Counters are basically a subclass of dict, so you can still do everything else with them you'd normally do with that type, such as iterate over their keys and values.

计数器基本上是命令的一个子类，所以您仍然可以使用该类型来执行其他所有操作，比如迭代它们的键和值。

108  

A more generic solution, which works for non-numeric values as well:

一个更通用的解决方案，也适用于非数字值:

a = {'a': 'foo', 'b':'bar', 'c': 'baz'}
b = {'a': 'spam', 'c':'ham', 'x': 'blah'}

r = dict(a.items() + b.items() +
    [(k, a[k] + b[k]) for k in set(b) & set(a)])

or even more generic:

或者更通用的:

def combine_dicts(a, b, op=operator.add):
    return dict(a.items() + b.items() +
        [(k, op(a[k], b[k])) for k in set(b) & set(a)])

For example:

例如:

>>> a = {'a': 2, 'b':3, 'c':4}
>>> b = {'a': 5, 'c':6, 'x':7}

>>> import operator
>>> print combine_dicts(a, b, operator.mul)
{'a': 10, 'x': 7, 'c': 24, 'b': 3}

59  

>>> A = {'a':1, 'b':2, 'c':3}
>>> B = {'b':3, 'c':4, 'd':5}
>>> c = {x: A.get(x, 0) + B.get(x, 0) for x in set(A).union(B)}
>>> print(c)

{'a': 1, 'c': 7, 'b': 5, 'd': 5}

43  

Intro: There are the (probably) best solutions. But you have to know it and remember it and sometimes you have to hope that your Python version isn't too old or whatever the issue could be.

有(可能)最好的解决方案。但是你必须知道并且记住它，有时候你必须希望你的Python版本不是太旧或者任何问题。

Then there are the most 'hacky' solutions. They are great and short but sometimes are hard to understand, to read and to remember.

然后是最“hacky”的解决方案。他们伟大和短暂，但有时很难理解，阅读和记忆。

There is, though, an alternative which is to to try to reinvent the wheel. - Why reinventing the wheel? - Generally because it's a really good way to learn (and sometimes just because the already-existing tool doesn't do exactly what you would like and/or the way you would like it) and the easiest way if you don't know or don't remember the perfect tool for your problem.

不过，还有另一种选择，那就是尝试重新发明*。-为什么要重新发明*?-通常是因为这是一种很好的学习方式(有时仅仅是因为现有的工具并不能完成您想要的和/或您想要的方式)，以及如果您不知道或不记得解决问题的最佳工具，那么这是最简单的方法。
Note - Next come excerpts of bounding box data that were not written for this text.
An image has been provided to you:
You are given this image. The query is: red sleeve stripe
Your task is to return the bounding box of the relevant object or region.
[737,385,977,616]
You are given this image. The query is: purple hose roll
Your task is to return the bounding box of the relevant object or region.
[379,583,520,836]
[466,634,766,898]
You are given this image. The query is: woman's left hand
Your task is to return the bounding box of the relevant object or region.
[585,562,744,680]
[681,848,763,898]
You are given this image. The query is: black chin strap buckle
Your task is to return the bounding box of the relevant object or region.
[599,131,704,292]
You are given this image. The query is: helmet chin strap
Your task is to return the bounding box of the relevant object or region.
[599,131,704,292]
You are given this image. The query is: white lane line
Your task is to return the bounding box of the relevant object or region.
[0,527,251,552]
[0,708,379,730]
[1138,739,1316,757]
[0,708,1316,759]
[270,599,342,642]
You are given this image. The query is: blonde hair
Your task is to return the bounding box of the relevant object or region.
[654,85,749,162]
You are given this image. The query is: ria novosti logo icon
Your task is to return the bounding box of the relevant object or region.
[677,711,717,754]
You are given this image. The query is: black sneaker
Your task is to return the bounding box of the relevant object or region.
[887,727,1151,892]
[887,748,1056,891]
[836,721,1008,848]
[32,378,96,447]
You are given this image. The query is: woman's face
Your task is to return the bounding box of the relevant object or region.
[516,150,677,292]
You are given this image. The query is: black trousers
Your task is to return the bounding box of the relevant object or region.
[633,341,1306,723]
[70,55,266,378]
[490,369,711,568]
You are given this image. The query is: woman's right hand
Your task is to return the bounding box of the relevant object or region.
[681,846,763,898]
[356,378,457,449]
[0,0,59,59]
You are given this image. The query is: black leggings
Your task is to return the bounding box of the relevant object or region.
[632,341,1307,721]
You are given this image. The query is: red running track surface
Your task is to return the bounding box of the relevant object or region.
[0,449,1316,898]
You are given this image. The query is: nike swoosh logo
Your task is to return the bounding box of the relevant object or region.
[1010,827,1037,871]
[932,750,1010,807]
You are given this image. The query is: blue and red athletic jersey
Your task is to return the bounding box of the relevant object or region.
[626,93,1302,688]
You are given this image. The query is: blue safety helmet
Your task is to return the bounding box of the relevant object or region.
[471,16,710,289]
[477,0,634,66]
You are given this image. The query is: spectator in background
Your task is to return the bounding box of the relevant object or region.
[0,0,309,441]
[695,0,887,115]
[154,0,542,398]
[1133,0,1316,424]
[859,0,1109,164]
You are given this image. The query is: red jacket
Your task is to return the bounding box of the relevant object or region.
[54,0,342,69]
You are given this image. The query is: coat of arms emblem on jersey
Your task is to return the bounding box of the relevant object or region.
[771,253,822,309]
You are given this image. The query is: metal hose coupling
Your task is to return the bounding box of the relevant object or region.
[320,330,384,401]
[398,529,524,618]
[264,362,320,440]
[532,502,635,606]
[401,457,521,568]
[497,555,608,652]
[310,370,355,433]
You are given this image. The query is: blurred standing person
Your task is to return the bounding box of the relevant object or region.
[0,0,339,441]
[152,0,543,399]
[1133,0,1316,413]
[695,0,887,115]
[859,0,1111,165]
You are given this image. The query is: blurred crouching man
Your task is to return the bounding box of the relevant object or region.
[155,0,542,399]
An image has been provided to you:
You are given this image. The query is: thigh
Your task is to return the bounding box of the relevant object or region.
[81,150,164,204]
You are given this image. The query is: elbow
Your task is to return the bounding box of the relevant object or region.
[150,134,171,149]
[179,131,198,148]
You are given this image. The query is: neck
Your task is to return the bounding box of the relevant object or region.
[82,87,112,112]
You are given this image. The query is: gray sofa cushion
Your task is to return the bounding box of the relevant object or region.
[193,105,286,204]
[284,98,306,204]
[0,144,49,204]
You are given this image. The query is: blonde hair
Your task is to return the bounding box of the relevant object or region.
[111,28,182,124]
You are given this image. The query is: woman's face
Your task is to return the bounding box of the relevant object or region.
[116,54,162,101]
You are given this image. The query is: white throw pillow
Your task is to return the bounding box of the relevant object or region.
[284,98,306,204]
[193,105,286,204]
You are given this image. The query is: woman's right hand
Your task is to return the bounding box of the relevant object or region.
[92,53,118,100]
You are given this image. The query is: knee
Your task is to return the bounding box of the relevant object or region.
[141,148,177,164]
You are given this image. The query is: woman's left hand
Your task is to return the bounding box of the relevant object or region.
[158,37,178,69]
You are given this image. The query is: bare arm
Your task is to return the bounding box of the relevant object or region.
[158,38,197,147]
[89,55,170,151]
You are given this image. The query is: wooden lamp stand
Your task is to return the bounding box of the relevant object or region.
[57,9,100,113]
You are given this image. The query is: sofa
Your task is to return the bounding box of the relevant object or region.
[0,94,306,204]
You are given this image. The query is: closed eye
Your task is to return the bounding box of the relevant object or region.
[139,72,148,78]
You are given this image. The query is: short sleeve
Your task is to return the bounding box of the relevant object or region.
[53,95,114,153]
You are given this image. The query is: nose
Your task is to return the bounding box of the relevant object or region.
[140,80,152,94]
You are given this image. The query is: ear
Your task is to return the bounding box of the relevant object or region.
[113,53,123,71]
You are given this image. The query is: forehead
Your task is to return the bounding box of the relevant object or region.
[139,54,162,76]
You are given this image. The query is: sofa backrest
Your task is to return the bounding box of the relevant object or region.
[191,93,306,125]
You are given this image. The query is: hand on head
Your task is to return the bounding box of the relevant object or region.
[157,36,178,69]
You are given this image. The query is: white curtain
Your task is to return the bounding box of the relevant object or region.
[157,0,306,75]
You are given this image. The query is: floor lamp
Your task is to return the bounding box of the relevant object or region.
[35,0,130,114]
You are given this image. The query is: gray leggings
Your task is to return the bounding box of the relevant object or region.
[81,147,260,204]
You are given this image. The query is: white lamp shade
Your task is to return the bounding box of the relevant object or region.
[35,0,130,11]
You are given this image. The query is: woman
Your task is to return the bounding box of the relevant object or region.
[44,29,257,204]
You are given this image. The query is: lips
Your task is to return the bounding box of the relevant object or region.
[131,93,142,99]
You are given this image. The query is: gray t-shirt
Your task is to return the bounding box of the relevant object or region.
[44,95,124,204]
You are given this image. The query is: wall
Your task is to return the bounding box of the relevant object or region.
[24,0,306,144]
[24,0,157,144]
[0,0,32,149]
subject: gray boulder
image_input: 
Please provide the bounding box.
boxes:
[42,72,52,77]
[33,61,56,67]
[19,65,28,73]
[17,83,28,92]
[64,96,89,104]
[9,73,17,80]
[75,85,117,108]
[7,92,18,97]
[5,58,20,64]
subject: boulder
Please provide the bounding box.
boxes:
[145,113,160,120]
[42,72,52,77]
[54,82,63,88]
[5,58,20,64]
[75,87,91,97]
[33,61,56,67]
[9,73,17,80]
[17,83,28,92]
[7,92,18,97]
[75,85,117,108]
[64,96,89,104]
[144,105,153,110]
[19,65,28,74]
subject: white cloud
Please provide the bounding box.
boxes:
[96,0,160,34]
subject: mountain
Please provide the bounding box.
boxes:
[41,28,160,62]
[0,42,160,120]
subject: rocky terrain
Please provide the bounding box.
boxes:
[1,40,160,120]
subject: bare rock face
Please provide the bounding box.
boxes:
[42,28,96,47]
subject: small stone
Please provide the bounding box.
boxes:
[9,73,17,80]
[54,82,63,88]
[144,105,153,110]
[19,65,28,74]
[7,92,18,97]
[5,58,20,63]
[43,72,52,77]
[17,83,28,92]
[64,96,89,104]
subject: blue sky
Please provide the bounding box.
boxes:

So, I propose to reinvent the wheel of the Counter class from the collections module (partially at least):

因此，我建议从集合模块(至少部分地)重新创建计数器类的*:

class MyDict(dict):
    def __add__(self, oth):
        r = self.copy()

        try:
            for key, val in oth.items():
                if key in r:
                    r[key] += val  # You can custom it here
                else:
                    r[key] = val
        except AttributeError:  # In case oth isn't a dict
            return NotImplemented  # The convention when a case isn't handled

        return r

a = MyDict({'a':1, 'b':2, 'c':3})
b = MyDict({'b':3, 'c':4, 'd':5})

print(a+b)  # Output {'a':1, 'b': 5, 'c': 7, 'd': 5}

There would probably others way to implement that and there are already tools to do that but it's always nice to visualize how things would basically works.

可能还会有其他方法来实现这一点，已经有了一些工具可以做到这一点，但我们总是很好地想象事物是如何运作的。

11  

myDict = {}
for k in itertools.chain(A.keys(), B.keys()):
    myDict[k] = A.get(k, 0)+B.get(k, 0)

11  

The one with no extra imports!

没有额外进口的那个!

Their is a pythonic standard called EAFP(Easier to Ask for Forgiveness than Permission). Below code is based on that python standard.

这是一种叫做EAFP(请求原谅比允许更容易)的python标准。下面的代码基于python标准。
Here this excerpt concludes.